I mean, none of us are nearly as stupid as those cigar-chomping bastards back in 1929, right?
(*I’m aware the US still manages more cash than, say, GS; otherwise the bailout would have been a physical impossibility. When I say “outgrowing” I’m taking power and influence into account.)
All of the points you make are part of the political debate now. Let me throw out a bunch of (perhaps) related observations:
ReplyDelete1.- There is this recent book called "This Time is Different" that chronicles 800 years of financial crises, so, yes, eventually similar episodes will recur. That is just a fact of economic life.
2.- However, these crises can perhaps be delayed by a few decades by introducing stopgaps. Many think that the period devoid of major crises after the Great Depression was due to stricter regulations.
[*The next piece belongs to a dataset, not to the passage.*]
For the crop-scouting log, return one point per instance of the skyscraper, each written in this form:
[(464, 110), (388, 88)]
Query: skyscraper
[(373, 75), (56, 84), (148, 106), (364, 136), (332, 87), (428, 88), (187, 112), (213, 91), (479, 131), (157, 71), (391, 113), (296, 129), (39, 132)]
3.- Two regulations that I favor (and rules that existed until very recently): don't let any bank have a market share higher than 10% and Glass-Steagall, which separates casino and investment banking from deposit institutions.
4.- Global megabanks scare the crap out of me. The British know that they can't bail out their own banks because they are larger than their own economies, which is scary, as the Irish and Icelanders found out to their chagrin. Could Spain bail out Santander and BBVA if they blew up? (I don't know if anyone has done the arithmetic on that one.) You simply can't let banks get that big, as former IMF chief economist Simon Johnson never gets tired of repeating.